Algorithm 2: Neuroprognostication of the Comatose Adult Patient After Resuscitation from Cardiac Arrest

Withdrawal of Life-Sustaining Therapy  

• Separate discussions around withdrawal of life-sustaining therapy (WLST) and the assessment of prognosis for neurological recovery; WLST decisions should consider aspects other than brain injury such as age, comorbidity, general organ function, and the patient’s preferences
• Allocate sufficient time for communication around the level-of-treatment decision within the team and with the relatives. 

Long-Term Outcome After Cardiac Arrest 

• Perform functional assessments of physical and non-physical impairments before discharge from the hospital to identify early rehabilitation needs and refer to rehabilitation if necessary 
• Organise follow-up for all cardiac arrest survivors within 3 months after hospital discharge, including: 
  1. screening for cognitive problems
  2. screening for emotional problems and fatigue
  3. providing information and support for survivors and family members. 

Organ Donation 

• All decisions concerning organ donation must follow local legal and ethical requirements
• Organ donation should be considered in those who have achieved ROSC and who fulfil neurological criteria for death
• In comatose ventilated patients who do not fulfil neurological criteria for death, if a decision to start end-of-life care and withdrawal of life support is made, organ donation should be considered for when circulatory arrest occurs. 

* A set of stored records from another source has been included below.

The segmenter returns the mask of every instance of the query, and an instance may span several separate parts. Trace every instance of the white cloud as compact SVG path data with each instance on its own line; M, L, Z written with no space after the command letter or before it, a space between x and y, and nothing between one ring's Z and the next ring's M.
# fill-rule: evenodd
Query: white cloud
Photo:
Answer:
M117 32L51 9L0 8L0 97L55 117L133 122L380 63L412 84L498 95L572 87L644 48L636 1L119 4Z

Algorithm 3: Organ Donation after Cardiac Arrest

Recognised Centres of Care

• Adult patients with non-traumatic OHCA should be considered for transport to a recognised centre of care (for example, cardiac arrest centre or heart attack centre) for appropriate specialist treatment, according to local protocols
• Adult patients with a cardiac arrest of presumed cardiac aetiology should be transported directly to a hospital with 24/7 coronary angiography capability.